- The paper presents FlexMDM, a diffusion model that supports variable-length sequences and any-order token insertion using a dual loss training strategy.
- It leverages continuous-time Markov chains and a stochastic interpolant framework to predict token unmasking and insertion during inference efficiently.
- Experimental results demonstrate nearly 60% improved success in maze planning and enhanced performance on text generation and code infilling tasks.
Any-Order Flexible Length Masked Diffusion
Introduction
The paper introduces Flexible Masked Diffusion Models (FlexMDM), enhancing the capabilities of Masked Diffusion Models (MDM) by allowing for variable-length sequences and token insertion, while maintaining any-order generation. This development addresses limitations in current MDM implementations, where sequences are fixed-length and token insertion isn't supported.
In FlexMDM, sequences are generated by initially inserting mask tokens and subsequently unmasking them through predictions of the expected number of mask tokens to insert and the posterior over clean tokens.
Figure 1: Flexible Masked Diffusion Model (FlexMDM) addresses MDMs' inability to handle variable-length sequences and token insertion while preserving any-order generation power.
Preliminaries: Continuous-Time Markov Chains and Masked Diffusions
FlexMDM is grounded in the stochastic interpolant framework expanded to accommodate variable-length sequences via continuous-time Markov chains (CTMCs). It relates CTMCs to discrete diffusion and utilizes them for sequence generation by inserting and unmasking tokens. The FlexMDM approach uses both insertion and unmasking schedules to define the stochastic interpolant which determines the distribution path between the base and target distributions.
Figure 2: MDM interpolant process diagram.
FlexMDM Training Methodology
Training FlexMDM involves learning two key components: the unmasking posterior similar to MDM, and the number of tokens expected to be inserted. The loss function combines these components to facilitate learning of the correct rate matrix for sequence generation:
- Unmasking Posterior: Models the distribution of a clean token at masked positions.
- Insertion Expectation: Predicts the expected number of tokens to insert between tokens in the sequence.
This duality allows FlexMDM to handle variable-length sequences efficiently at scale.
Inference with FlexMDM
FlexMDM supports adaptive inference where tokens can be unmasked in an arbitrary order, maintaining the theoretical any-order guarantees of MDMs. Its approach leverages tau-leaping for accurate and efficient unmasking and insertion during inference.

Figure 3: Maze task illustration. The model is given subgoals and is required to connect them.
FlexMDM's inference adaptability is crucial for tasks like maze planning where preassigning token positions is challenging without accurate a priori information.
Experimental Validation
FlexMDM demonstrates strong performance across varying tasks, outperforming baseline MDMs by nearly 60% success rate on synthetic maze planning tasks, proving its efficacy in subgoal-style planning scenarios.

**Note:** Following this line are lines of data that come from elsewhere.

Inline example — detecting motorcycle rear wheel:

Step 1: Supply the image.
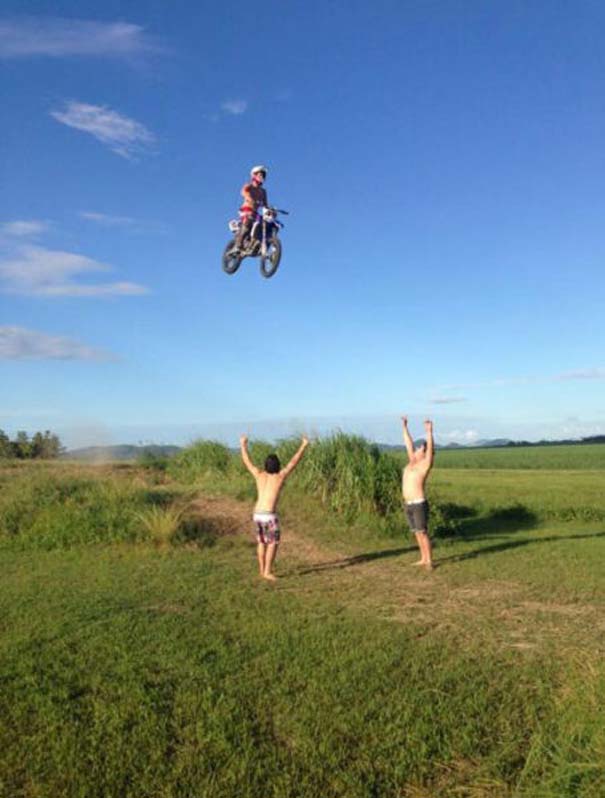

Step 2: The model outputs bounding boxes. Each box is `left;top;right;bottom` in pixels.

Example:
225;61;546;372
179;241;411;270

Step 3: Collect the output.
223;238;243;274
260;238;281;278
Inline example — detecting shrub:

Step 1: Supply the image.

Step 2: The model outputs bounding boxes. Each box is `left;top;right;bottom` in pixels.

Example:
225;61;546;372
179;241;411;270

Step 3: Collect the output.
136;505;183;547
168;441;232;483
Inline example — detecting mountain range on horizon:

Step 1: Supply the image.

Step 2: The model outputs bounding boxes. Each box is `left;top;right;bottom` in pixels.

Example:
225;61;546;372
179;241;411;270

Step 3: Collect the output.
61;435;605;463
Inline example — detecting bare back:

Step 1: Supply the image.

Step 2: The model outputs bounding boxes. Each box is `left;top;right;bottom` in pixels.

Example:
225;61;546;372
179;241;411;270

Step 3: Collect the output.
402;460;432;502
254;471;286;513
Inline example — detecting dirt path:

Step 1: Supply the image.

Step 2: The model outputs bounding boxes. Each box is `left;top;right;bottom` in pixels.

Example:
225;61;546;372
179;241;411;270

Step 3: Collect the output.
190;496;605;652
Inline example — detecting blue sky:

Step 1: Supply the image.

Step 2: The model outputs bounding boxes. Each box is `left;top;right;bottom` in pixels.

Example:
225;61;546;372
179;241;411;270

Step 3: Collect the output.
0;0;605;446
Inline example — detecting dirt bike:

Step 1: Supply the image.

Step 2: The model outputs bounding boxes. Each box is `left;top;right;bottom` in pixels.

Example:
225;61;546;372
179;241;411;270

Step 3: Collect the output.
223;208;288;277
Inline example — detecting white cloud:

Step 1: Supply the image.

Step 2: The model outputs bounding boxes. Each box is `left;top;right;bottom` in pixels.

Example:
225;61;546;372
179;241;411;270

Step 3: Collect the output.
80;211;137;227
439;429;480;445
0;327;116;361
221;100;248;116
0;219;50;238
434;366;605;391
554;368;605;380
429;396;467;405
0;246;148;297
79;211;167;233
0;16;162;58
50;101;156;159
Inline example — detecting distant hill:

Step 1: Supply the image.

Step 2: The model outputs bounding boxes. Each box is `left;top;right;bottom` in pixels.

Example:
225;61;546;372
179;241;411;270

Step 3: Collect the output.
61;444;181;463
61;435;605;463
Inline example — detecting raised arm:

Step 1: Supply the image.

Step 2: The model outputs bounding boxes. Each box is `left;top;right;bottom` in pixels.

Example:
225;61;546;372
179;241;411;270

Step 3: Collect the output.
239;435;260;477
281;435;309;477
401;416;414;460
424;418;435;468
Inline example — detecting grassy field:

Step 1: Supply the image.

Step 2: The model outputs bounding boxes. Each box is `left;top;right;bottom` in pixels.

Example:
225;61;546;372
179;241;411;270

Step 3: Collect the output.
435;443;605;471
0;439;605;798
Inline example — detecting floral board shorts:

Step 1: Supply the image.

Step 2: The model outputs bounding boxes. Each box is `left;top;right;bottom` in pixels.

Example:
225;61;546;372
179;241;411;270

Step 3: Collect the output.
252;513;281;543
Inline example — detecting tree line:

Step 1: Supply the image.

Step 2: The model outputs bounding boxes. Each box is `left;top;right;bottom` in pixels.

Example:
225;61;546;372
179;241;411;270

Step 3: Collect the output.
0;429;64;460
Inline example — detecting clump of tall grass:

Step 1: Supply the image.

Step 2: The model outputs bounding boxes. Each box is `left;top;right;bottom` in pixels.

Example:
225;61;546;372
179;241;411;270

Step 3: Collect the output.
136;505;184;548
168;440;232;483
0;469;155;549
292;433;401;518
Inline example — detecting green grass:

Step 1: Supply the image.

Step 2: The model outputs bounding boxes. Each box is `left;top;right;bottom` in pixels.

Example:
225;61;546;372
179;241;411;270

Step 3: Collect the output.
435;443;605;471
0;454;605;798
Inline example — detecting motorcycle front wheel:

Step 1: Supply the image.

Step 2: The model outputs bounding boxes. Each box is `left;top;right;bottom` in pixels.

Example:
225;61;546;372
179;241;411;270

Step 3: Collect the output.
260;238;281;277
223;238;243;274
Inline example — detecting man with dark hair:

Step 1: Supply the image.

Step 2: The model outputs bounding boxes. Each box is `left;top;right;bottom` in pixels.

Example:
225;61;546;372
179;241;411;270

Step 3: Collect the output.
232;164;269;251
401;416;434;571
239;435;309;582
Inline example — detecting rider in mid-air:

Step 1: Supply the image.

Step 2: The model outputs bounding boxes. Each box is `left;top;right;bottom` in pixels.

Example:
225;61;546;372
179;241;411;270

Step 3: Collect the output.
234;164;269;255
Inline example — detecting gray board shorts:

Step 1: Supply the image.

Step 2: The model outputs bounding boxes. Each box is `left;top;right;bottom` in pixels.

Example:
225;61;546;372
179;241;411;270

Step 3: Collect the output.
405;499;429;532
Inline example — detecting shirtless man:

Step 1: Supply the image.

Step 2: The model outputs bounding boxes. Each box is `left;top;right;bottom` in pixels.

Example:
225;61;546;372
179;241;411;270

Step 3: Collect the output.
233;164;269;255
401;416;434;571
239;435;309;582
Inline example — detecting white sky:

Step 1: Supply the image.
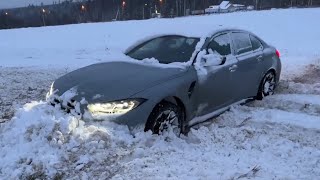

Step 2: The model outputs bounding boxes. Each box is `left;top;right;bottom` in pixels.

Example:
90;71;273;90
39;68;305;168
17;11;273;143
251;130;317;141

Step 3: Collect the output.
0;0;63;9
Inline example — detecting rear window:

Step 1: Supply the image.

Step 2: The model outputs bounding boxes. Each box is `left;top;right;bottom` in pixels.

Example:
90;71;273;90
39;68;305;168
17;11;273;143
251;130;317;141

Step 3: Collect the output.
250;35;263;50
232;32;252;55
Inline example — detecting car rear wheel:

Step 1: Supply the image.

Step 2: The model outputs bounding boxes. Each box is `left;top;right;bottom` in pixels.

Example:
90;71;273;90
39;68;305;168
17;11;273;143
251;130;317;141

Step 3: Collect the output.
145;101;184;136
257;71;276;100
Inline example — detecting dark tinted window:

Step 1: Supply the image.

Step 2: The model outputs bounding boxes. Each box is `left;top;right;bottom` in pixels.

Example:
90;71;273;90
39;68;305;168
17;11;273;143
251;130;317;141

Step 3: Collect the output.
208;34;231;56
232;32;252;54
250;35;262;50
127;36;200;64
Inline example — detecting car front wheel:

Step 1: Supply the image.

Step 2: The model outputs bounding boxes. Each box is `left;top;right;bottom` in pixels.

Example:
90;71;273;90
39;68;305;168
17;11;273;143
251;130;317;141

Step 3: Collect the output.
257;71;276;100
145;101;184;136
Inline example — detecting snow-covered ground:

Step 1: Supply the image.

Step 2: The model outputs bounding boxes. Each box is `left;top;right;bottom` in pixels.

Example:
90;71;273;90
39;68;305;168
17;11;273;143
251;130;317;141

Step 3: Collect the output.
0;9;320;179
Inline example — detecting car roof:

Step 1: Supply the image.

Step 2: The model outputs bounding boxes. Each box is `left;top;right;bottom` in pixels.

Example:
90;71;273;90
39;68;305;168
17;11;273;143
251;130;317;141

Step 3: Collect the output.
125;25;252;54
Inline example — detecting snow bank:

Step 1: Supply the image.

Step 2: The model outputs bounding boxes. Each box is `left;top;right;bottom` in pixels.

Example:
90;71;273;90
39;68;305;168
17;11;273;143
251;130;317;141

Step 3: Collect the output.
0;9;320;179
0;8;320;72
0;102;132;179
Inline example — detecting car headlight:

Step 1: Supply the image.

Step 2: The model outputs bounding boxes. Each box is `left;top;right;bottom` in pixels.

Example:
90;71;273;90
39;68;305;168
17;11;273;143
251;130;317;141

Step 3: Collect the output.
87;99;145;115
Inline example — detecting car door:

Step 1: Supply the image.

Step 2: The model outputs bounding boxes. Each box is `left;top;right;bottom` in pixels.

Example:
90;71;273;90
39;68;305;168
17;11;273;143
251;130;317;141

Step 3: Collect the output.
197;33;237;115
231;32;263;100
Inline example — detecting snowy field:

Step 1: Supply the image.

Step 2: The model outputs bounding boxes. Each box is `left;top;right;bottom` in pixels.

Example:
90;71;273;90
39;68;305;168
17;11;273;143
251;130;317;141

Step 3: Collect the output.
0;9;320;180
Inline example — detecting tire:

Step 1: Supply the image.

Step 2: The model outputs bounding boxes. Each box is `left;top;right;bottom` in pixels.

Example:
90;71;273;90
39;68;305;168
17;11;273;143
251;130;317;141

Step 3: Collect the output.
144;101;184;136
256;71;276;100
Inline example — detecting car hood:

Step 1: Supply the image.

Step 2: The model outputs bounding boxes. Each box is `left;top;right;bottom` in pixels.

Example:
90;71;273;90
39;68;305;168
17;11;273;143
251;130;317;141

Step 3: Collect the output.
53;62;186;103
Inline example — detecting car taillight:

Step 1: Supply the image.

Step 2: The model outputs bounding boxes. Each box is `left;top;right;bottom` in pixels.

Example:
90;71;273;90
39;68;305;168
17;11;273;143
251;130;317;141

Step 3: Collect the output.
276;50;280;58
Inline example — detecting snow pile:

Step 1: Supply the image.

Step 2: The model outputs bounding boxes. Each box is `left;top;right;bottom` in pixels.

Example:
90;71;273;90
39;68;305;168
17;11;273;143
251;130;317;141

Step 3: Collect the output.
0;102;132;179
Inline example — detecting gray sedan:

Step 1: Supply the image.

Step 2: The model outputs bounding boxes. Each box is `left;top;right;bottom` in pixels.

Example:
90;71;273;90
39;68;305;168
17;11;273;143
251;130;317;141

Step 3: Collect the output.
49;29;281;134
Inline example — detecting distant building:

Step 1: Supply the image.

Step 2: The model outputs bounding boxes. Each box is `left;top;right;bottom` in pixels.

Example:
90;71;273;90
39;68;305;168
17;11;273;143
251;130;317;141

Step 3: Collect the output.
205;1;247;14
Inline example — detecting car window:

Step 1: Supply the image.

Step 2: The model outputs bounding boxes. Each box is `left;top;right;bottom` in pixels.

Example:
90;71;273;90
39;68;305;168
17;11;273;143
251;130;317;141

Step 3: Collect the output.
127;35;200;64
208;34;231;56
250;35;262;50
232;32;252;54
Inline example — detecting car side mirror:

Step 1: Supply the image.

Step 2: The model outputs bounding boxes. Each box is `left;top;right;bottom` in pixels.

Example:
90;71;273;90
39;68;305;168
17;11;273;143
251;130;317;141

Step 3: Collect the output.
200;54;226;67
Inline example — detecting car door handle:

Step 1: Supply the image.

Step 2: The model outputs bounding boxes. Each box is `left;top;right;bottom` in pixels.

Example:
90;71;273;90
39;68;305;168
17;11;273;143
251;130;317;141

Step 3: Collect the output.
257;56;263;62
229;64;238;72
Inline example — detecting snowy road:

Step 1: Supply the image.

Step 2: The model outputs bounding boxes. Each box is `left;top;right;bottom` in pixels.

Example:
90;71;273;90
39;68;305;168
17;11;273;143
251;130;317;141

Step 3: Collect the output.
0;9;320;180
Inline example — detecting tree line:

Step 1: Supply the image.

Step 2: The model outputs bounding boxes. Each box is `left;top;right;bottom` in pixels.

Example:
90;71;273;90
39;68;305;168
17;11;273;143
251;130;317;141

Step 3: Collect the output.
0;0;320;29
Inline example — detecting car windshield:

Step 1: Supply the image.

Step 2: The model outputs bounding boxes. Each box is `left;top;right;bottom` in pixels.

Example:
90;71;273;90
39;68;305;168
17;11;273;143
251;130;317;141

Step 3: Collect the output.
127;36;200;64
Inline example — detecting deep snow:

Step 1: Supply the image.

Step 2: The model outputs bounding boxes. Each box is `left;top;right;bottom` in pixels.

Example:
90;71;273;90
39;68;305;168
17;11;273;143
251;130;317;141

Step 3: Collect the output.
0;9;320;179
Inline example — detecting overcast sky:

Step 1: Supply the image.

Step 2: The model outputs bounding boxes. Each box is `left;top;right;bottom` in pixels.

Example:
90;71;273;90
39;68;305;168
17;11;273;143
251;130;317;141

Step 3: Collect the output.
0;0;62;9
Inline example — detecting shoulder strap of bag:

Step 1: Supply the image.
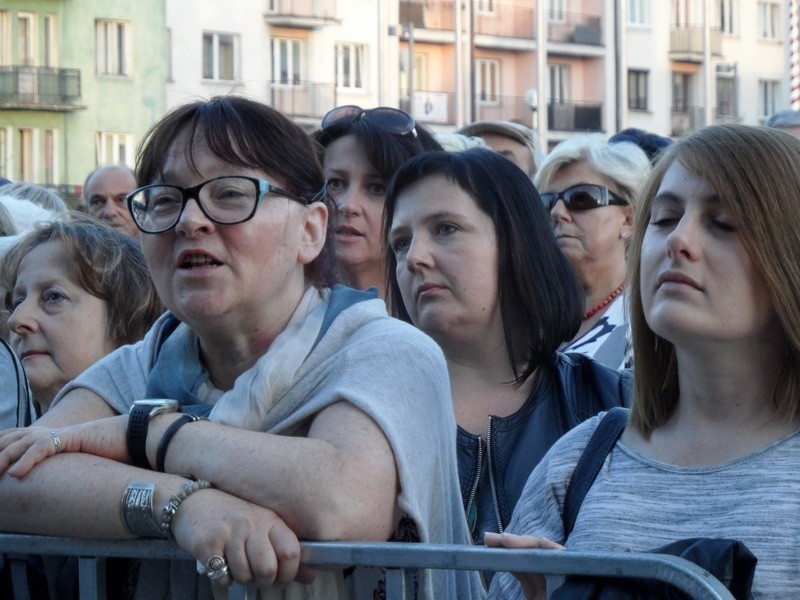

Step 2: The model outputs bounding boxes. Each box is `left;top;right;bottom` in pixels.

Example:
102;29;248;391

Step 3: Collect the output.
561;406;628;540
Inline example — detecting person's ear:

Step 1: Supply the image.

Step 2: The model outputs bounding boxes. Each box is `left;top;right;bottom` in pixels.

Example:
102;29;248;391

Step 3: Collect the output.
619;204;634;241
297;202;328;265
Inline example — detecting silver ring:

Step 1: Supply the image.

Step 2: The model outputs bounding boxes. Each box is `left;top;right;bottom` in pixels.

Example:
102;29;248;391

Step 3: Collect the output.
50;431;61;454
206;565;228;581
206;554;228;573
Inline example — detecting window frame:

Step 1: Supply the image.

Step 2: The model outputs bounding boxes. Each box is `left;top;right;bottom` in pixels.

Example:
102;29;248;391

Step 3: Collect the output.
628;69;650;111
628;0;650;27
95;131;136;168
758;79;781;121
758;0;783;42
334;42;369;91
475;58;500;106
270;37;306;86
95;19;133;77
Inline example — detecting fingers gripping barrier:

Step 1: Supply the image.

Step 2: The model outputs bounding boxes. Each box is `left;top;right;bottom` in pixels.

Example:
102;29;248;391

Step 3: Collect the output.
0;534;733;600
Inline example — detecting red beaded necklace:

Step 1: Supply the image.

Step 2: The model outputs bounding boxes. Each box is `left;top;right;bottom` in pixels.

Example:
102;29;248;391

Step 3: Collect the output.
583;282;625;321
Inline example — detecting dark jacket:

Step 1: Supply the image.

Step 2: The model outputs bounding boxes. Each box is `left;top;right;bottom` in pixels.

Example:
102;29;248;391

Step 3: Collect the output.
456;353;631;544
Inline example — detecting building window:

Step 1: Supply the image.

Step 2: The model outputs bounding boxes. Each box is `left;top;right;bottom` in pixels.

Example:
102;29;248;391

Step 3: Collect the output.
672;73;692;113
475;58;500;103
0;10;11;65
336;44;366;90
42;129;56;185
44;15;58;67
628;0;648;25
547;0;567;22
203;33;239;81
628;70;649;110
0;127;11;179
547;65;569;104
95;131;134;166
272;38;303;85
717;0;739;34
758;2;781;40
17;13;36;67
17;129;34;181
717;77;736;117
95;19;130;76
758;79;781;119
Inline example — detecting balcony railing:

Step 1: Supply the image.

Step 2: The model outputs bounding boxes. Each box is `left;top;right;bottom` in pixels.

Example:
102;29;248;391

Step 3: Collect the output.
264;0;336;29
400;0;536;39
547;102;603;131
547;11;603;46
267;81;336;119
670;106;742;137
669;25;722;62
0;65;83;111
0;534;733;600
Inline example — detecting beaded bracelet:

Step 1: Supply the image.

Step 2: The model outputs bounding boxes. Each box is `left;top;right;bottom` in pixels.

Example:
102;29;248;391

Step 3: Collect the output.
161;479;212;538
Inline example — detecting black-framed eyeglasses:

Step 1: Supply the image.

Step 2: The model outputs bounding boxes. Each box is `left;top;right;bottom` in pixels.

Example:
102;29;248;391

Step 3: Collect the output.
127;175;308;233
539;183;628;212
321;104;417;137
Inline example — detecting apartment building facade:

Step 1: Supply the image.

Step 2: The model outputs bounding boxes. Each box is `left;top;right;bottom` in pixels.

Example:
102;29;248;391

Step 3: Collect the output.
0;0;800;185
0;0;167;196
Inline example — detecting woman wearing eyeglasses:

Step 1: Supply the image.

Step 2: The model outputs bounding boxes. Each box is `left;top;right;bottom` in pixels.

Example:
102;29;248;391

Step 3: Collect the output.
534;134;650;369
314;105;441;298
386;149;629;575
0;97;481;599
487;125;800;600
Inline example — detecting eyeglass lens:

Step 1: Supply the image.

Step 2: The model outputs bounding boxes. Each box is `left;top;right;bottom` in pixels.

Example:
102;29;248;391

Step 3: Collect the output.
322;106;416;135
131;177;259;232
541;185;606;211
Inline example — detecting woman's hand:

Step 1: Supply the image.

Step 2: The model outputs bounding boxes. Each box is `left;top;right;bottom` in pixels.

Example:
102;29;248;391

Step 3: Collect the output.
0;415;130;478
483;531;564;600
172;489;315;586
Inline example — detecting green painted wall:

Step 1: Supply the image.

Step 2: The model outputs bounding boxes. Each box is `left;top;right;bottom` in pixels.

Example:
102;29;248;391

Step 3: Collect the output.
0;0;168;190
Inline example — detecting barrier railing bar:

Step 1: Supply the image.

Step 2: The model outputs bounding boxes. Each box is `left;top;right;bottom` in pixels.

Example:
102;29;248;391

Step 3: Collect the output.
0;534;733;600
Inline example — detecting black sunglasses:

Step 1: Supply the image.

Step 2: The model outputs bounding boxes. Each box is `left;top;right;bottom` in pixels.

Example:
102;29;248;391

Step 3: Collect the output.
321;104;417;137
539;183;628;212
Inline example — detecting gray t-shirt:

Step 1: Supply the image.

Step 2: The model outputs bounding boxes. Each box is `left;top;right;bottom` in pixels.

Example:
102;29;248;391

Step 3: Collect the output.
489;415;800;599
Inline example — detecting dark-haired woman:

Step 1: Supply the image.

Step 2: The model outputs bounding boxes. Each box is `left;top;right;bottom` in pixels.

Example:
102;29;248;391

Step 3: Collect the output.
386;149;628;580
315;106;441;298
0;97;480;600
486;125;800;600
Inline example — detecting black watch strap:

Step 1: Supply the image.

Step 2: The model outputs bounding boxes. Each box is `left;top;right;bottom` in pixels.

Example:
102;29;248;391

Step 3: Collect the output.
127;405;153;470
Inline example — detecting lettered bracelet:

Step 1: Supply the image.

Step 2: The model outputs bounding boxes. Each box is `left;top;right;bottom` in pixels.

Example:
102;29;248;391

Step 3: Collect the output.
122;481;167;537
156;415;208;473
161;479;211;538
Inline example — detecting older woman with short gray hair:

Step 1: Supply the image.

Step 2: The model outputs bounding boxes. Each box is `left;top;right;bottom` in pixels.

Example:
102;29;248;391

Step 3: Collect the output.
534;134;650;368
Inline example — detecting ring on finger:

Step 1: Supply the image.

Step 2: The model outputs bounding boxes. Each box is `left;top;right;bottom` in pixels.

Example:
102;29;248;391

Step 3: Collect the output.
206;554;228;573
206;565;229;581
50;431;61;454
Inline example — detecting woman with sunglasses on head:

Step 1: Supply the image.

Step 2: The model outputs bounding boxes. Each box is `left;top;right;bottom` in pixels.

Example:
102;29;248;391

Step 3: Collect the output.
385;148;629;584
487;125;800;599
0;97;481;599
314;105;441;298
534;134;650;369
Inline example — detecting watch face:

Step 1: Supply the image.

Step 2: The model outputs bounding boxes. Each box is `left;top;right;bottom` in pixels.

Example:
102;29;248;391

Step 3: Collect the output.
131;398;178;410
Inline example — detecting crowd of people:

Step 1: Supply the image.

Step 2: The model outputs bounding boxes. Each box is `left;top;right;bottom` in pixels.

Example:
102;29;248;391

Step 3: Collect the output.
0;96;800;599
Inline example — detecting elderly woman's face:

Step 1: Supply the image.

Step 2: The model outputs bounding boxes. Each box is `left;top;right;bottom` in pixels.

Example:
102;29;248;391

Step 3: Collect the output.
141;128;327;333
8;242;116;405
539;162;633;278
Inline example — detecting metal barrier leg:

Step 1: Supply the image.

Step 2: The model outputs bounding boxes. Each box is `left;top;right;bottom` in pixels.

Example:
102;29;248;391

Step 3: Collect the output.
78;557;106;600
386;569;414;600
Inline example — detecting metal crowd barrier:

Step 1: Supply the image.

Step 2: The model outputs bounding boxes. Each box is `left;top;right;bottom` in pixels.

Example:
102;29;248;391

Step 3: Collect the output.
0;534;733;600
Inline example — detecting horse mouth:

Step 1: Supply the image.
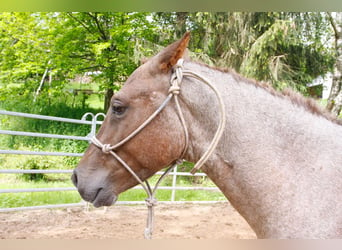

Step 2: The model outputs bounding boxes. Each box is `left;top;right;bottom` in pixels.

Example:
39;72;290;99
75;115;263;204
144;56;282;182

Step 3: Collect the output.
90;188;118;207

Additionally, it shows greater fidelity in modeling length distributions during text generation without compromising sequence perplexity.
For scalability, FlexMDM can retrofit pretrained MDM weights, allowing for rapid task transfer and enhancement in performance metrics on datasets like GSM8K and code infilling benchmarks.
Figure 4: FlexMDM performance exhibits superior scaling when more sampling steps are allocated.
Conclusion
FlexMDM introduces a robust framework for discrete diffusion in variable-length sequences, significantly advancing the capabilities over traditional MDM approaches. It maintains any-order generation flexibly while enabling efficient training and inference even at large scales.
By enabling token insertions in generative models, FlexMDM aligns the state-of-the-art methodology with natural sequence compositions in human language and nature, heralding advances in generative modeling with practical applications across diverse domains.